Retailers Use Big Data to Inform Expansion into New Markets
By Karen Lowe, firstname.lastname@example.org
India may be one of the most promising retail markets in the world. The economy is expected to grow anywhere from 6% this year to 8% over the next five years, based on recent projections. And as an added incentive, the Indian government passed a suite of reforms last year that will make it easier for foreign-owned and businesses to open shop there, removing some barriers to entry.
Among the companies that have set their sights on India: Wal-Mart announced plans to open its first stores there over the next couple of years; and Ikea recently received approval to enter the market. Luxury brands are also coming fast and furious. Prada, Alexander McQueen and Dolce & Gabbana are all reportedly looking for local real estate in India.
Yet another reason why the billion-person market is so appealing: Mobile phone penetration is high. Ultimately, it’s easy to imagine that many Indian shoppers will bypass computers, opting instead to do their shopping on their mobile devices. (Given the potential size of the market, it’s not surprising that Amazon is lobbying to have the Indian government relax laws so that foreign businesses can sell directly to consumers online.)
For retailers, there is tremendous opportunity, but entering a foreign market is much easier said than done. The retail experience — including everything from advertising to merchandising — must cater to the local customer base. Understanding their needs is not a trivial task. Ikea, for example, sends thousands of researchers to people’s homes near their stores to see how people live and the types of products they might use. In developing nations where Ikea prices are not considered low, the store markets itself as an “international lifestyle” chain. In developed nations, it’s marketed as a low-price, mass market retailer.
Adapting and localizing brand strategies is critical to retailers' success. “Big Data” analytics can help them avoid embarrassing or expensive mistakes in established markets as well as ease retailers’ transition into a new market. Most major department stores and chains already harvest a variety of data and apply analytics to determine where to locate and how to stock stores, what advertising and promotions are appropriate, how to display goods and so on.

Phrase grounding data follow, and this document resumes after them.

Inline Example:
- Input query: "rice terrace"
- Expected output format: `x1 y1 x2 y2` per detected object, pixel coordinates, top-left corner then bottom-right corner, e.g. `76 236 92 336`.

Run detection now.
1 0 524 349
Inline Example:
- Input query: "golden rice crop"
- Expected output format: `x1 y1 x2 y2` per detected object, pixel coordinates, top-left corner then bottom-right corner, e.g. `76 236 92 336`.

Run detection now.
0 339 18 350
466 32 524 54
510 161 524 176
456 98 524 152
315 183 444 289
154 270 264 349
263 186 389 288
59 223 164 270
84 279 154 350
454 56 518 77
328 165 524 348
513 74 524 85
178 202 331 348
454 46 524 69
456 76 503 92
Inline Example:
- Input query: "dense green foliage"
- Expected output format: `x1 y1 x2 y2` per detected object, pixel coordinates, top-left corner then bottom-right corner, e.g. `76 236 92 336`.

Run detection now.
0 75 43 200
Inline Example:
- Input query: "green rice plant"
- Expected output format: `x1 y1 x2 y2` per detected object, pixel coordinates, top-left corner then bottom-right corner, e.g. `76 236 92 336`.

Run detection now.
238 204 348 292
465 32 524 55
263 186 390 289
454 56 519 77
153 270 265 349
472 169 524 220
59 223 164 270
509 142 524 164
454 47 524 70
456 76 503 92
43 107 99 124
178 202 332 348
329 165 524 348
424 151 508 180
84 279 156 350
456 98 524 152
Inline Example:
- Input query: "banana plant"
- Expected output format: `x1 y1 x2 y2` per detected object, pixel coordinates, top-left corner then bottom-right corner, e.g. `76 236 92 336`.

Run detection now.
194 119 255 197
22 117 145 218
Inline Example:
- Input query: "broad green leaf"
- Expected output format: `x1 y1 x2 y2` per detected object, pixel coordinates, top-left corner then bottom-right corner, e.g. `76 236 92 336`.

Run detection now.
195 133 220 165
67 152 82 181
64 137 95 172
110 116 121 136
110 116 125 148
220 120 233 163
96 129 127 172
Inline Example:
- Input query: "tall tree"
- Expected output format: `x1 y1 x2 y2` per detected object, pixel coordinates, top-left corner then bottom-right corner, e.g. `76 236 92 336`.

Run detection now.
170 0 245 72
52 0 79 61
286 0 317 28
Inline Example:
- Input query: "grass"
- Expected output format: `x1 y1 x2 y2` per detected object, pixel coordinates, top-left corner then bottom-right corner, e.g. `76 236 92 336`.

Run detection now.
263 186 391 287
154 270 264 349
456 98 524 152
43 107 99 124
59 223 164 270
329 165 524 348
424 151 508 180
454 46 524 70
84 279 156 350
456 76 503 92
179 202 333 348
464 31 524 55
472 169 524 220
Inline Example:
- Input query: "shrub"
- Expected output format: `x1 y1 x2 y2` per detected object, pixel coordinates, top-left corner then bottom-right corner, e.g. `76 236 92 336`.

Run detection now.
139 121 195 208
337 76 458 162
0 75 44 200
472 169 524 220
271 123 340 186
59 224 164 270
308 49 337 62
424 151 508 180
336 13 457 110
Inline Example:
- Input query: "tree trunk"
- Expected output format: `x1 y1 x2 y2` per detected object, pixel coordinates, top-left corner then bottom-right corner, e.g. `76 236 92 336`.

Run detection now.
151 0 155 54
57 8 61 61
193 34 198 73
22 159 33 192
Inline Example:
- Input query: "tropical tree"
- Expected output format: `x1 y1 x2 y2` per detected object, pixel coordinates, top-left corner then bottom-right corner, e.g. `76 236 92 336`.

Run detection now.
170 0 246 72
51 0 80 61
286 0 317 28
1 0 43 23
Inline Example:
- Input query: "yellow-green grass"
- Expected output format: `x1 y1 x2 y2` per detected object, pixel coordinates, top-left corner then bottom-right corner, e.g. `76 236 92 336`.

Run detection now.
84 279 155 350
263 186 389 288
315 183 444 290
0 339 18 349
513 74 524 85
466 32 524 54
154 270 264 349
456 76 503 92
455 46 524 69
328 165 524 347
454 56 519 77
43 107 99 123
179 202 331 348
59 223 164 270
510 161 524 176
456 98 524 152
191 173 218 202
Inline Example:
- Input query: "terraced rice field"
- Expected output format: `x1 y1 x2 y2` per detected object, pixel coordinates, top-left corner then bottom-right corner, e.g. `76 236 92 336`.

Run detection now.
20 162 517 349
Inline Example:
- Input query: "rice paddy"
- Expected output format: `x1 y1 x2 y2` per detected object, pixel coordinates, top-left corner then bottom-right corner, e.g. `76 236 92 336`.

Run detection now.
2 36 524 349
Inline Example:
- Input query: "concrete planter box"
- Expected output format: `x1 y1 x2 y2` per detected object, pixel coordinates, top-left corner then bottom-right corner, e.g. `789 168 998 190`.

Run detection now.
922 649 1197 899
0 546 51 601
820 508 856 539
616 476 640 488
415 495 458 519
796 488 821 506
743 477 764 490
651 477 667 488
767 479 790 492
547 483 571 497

Big Data analytics could do even more in markets where consumers are diverse. Sending researchers into consumers’ homes is a labor-intensive and expensive undertaking. Analytics could prove a cost-effective alternative. Retailers could look, for example, at demographic data to help determine the types of products to carry. They can look at live tweets or comments made on social media to immediately identify market trends and individual preferences; they can use location-based data generated by mobile phones to gain a better understanding of local geography; and, after stores are up and running, retailers can use live, streaming sales data coupled with historical data to predict how trends will evolve.
Undoubtedly, there are risks involved with global expansion, but for retailers who take the time to understand the needs and preferences of local markets the investment could pay off for decades to come. Succeeding in a new market isn’t just a matter of making a splashy, expensive introduction; it’s about making informed strategic decisions — and data analytics can help retailers make that happen.